Purpose of the Study:
- To investigate how people evaluate the likelihood of an interaction between two causal candidates (A and B) leading to an effect.
- To determine which types of evidence (confirmatory vs. disconfirmatory) and occurrence rates most influence these interaction judgments.
Main Methods:
- Two experiments were conducted where participants judged the extent to which an effect could be attributed to an interaction between two causal candidates.
- Experiment 1 manipulated the proportion of confirmatory instances while holding objective contingency constant.
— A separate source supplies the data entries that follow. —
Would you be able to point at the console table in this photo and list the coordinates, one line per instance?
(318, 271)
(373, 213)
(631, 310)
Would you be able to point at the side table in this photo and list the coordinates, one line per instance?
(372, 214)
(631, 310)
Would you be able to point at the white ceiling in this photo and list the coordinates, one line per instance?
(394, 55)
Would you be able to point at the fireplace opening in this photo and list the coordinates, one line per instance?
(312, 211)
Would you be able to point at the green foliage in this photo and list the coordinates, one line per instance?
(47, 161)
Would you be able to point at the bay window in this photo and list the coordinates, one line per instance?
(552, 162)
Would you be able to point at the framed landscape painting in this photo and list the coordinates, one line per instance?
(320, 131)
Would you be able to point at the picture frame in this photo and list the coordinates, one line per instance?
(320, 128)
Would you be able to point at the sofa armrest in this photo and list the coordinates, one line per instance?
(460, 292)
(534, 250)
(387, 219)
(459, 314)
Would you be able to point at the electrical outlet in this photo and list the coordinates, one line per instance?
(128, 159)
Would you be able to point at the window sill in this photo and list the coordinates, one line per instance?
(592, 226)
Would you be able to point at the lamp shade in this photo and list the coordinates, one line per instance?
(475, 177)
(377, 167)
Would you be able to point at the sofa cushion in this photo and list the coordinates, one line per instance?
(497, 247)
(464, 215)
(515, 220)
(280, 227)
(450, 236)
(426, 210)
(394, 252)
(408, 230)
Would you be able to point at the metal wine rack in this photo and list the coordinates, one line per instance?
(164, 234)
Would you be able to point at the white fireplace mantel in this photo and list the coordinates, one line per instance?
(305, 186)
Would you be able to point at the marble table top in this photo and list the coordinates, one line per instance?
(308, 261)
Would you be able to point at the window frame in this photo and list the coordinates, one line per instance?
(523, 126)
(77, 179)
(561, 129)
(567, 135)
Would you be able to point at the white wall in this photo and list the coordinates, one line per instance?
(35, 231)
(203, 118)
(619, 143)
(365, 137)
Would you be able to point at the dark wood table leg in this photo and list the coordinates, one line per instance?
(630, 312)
- Experiment 2 manipulated the occurrence rate of the effect under different combinations of candidate presence/absence.
Main Results:
- In Experiment 1, judgments were influenced by the proportion of confirmatory instances, with positive instances (both causes present, effect occurs) being more influential than negative instances (both causes absent, effect absent).
- In Experiment 2, the occurrence rate of the effect when both candidates were present most strongly determined interaction judgments.
- The occurrence rate when both candidates were absent also had a significant effect, but isolated candidate presence had no significant impact.
Conclusions:
- Causal judgments, particularly regarding interactions, appear to be guided by a general model where individuals assess the proportion of instances supporting a given interpretation.
- The findings highlight the importance of specific evidential patterns and occurrence rates in shaping attributions of interactive causality.